I don’t find it any friendlier than the average grocery store, which disappoints me more than it should. I buy apples, eggs, guacamole, pita chips, ginger ale and multiple frozen pizzas. I make an impulse purchase of birthday-cake-flavored gum. It doesn’t taste even remotely like birthday cake.
Yet another disappointment.
On the drive home, as I chew the bland gum, a negative thought begins to worm around my brain.
Isn’t it classic me? To put faith in something implausible, like a grocery store with an exceptionally friendly staff, like birthday-cake-flavored gum, like a storybook happily ever after, like true love. Whenever I’m let down by reality, I’m simultaneously shocked and embarrassed by my lack of ability to anticipate the completely predictable outcome.
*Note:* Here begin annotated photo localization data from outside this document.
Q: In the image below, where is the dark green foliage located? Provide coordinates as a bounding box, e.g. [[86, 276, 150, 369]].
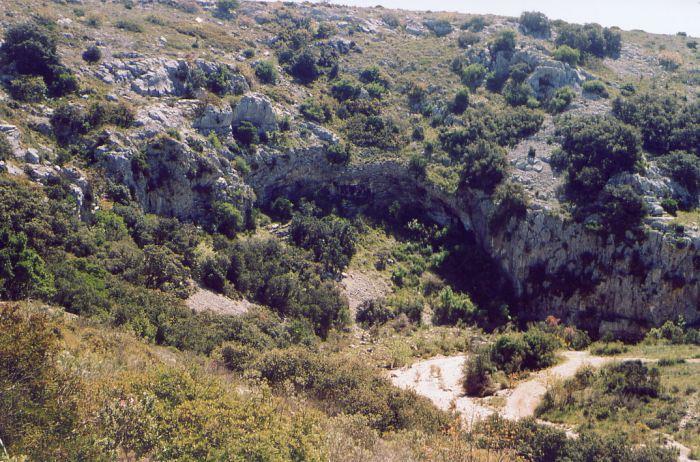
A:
[[51, 102, 134, 144], [553, 115, 641, 204], [582, 79, 609, 98], [326, 143, 352, 164], [503, 80, 535, 107], [299, 99, 333, 123], [490, 181, 528, 229], [461, 16, 486, 32], [315, 22, 336, 39], [232, 121, 259, 145], [519, 11, 550, 37], [0, 133, 12, 160], [490, 30, 517, 58], [490, 327, 560, 374], [252, 347, 450, 433], [0, 305, 87, 460], [8, 76, 47, 102], [0, 228, 54, 300], [215, 0, 239, 18], [547, 86, 576, 114], [227, 238, 349, 337], [254, 60, 278, 84], [451, 88, 470, 114], [345, 114, 404, 150], [288, 49, 324, 84], [598, 185, 648, 238], [408, 154, 427, 179], [289, 213, 358, 276], [356, 298, 394, 326], [460, 63, 487, 90], [553, 45, 580, 65], [0, 22, 78, 97], [658, 151, 700, 198], [431, 286, 478, 325], [212, 201, 244, 238], [115, 19, 144, 32], [612, 92, 699, 155], [359, 65, 390, 88], [459, 141, 508, 193], [82, 45, 102, 63], [457, 31, 480, 48], [463, 348, 496, 396], [555, 23, 621, 58], [331, 77, 361, 101], [270, 197, 294, 221]]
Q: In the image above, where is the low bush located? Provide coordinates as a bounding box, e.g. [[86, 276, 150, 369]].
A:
[[8, 76, 47, 102], [461, 63, 487, 90], [457, 31, 480, 48], [547, 86, 576, 114], [582, 79, 609, 98], [552, 45, 580, 65], [82, 45, 102, 64], [300, 98, 333, 123], [254, 60, 278, 84], [519, 11, 550, 37]]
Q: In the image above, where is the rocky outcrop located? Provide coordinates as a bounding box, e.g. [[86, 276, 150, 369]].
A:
[[96, 58, 249, 97], [245, 147, 700, 338], [232, 93, 278, 134], [96, 135, 254, 223], [527, 61, 583, 99], [193, 104, 233, 135]]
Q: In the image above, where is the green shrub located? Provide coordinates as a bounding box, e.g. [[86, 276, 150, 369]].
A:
[[0, 133, 12, 161], [459, 141, 508, 194], [215, 0, 239, 18], [408, 154, 427, 179], [457, 31, 480, 48], [658, 151, 700, 198], [491, 333, 528, 373], [0, 228, 55, 300], [463, 349, 496, 396], [326, 143, 352, 164], [115, 19, 143, 32], [461, 63, 487, 90], [315, 22, 336, 39], [356, 298, 393, 326], [81, 45, 102, 63], [232, 121, 259, 145], [553, 45, 580, 65], [424, 19, 452, 37], [555, 23, 621, 58], [451, 88, 470, 114], [300, 99, 333, 123], [582, 79, 609, 98], [270, 197, 294, 221], [289, 213, 358, 276], [553, 115, 641, 205], [431, 286, 478, 325], [503, 80, 535, 107], [490, 30, 517, 58], [490, 181, 528, 229], [288, 49, 322, 84], [490, 327, 560, 374], [598, 184, 647, 239], [519, 11, 550, 37], [331, 77, 361, 101], [461, 16, 486, 32], [547, 86, 576, 114], [254, 60, 278, 84], [214, 341, 257, 372], [612, 92, 699, 155], [8, 76, 47, 102], [212, 201, 244, 238]]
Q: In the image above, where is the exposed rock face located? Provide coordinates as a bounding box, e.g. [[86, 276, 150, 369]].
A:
[[193, 104, 233, 135], [96, 58, 249, 97], [0, 123, 22, 158], [232, 93, 278, 133], [245, 147, 700, 338], [96, 135, 254, 222], [527, 61, 583, 99]]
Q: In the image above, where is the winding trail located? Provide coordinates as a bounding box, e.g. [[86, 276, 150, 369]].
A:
[[389, 351, 697, 461]]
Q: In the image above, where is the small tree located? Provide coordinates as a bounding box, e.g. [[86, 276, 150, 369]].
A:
[[82, 45, 102, 64], [452, 88, 470, 114], [254, 61, 278, 84]]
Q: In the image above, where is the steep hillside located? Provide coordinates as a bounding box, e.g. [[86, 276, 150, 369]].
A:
[[0, 0, 698, 460]]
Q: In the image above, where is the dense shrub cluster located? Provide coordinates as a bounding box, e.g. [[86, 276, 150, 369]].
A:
[[299, 98, 333, 123], [519, 11, 550, 37], [274, 21, 339, 84], [612, 92, 699, 156], [0, 23, 78, 98], [289, 212, 358, 276], [555, 22, 622, 59], [51, 101, 135, 144]]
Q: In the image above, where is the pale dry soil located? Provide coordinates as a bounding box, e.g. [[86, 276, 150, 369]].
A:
[[389, 351, 697, 461], [185, 287, 254, 316]]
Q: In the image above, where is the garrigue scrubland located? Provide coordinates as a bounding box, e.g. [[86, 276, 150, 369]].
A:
[[0, 0, 698, 460]]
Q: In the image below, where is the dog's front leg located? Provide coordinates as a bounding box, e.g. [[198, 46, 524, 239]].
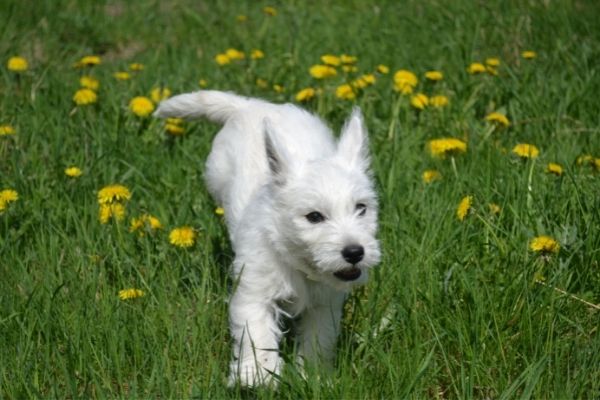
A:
[[228, 286, 283, 387], [296, 290, 346, 369]]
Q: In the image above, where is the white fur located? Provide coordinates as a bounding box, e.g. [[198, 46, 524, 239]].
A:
[[154, 90, 380, 386]]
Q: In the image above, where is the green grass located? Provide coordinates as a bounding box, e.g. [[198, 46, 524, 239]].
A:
[[1, 0, 600, 398]]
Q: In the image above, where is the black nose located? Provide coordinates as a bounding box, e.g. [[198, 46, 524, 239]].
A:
[[342, 244, 364, 265]]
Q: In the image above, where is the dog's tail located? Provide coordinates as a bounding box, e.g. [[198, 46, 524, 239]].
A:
[[153, 90, 252, 124]]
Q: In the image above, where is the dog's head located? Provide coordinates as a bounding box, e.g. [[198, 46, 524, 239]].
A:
[[265, 108, 381, 290]]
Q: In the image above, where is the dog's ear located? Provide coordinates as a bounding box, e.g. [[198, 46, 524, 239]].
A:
[[263, 118, 291, 186], [337, 107, 370, 170]]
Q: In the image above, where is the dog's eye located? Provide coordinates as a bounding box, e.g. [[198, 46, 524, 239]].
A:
[[356, 203, 367, 216], [306, 211, 326, 224]]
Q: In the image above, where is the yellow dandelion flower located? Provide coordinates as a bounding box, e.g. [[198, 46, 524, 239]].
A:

I attempt to spit the gum out my window, but it gets stuck on the side of my car.
By the time I get to Main Street in Rowan, there’s a sinkhole opening in my chest. All I can think about is how sad I am and how I can’t escape the sadness because I feel it. It’s coursing through my body with the swift ruthlessness of the flu. I can barely hold the steering wheel. I don’t have the strength.
I have to pull over.
I park in the first open spot I see. It’s in front of a squat cottage. It kind of looks like a mushroom. Brown roof, white stem of building. The door is comically short, and on either side, there are two round windows. There’s no sign.
The cottage looks funny next to its neighbor, a neon pink building, the loudest one in town. Luckily, that shop has a sign I can read: SIMPLE SPIRITS, WINE & LIQUOR.
I don’t really want to get out of the car, with my halo of frizz, legion of dust mites. I’m wearing my most raggedy jeans, a sweat-stained T-shirt and sunglasses that I thought I could pull off once upon a time, but I now suspect make me look like a ninety-year-old woman. They keep sliding down the greasy bridge of my nose.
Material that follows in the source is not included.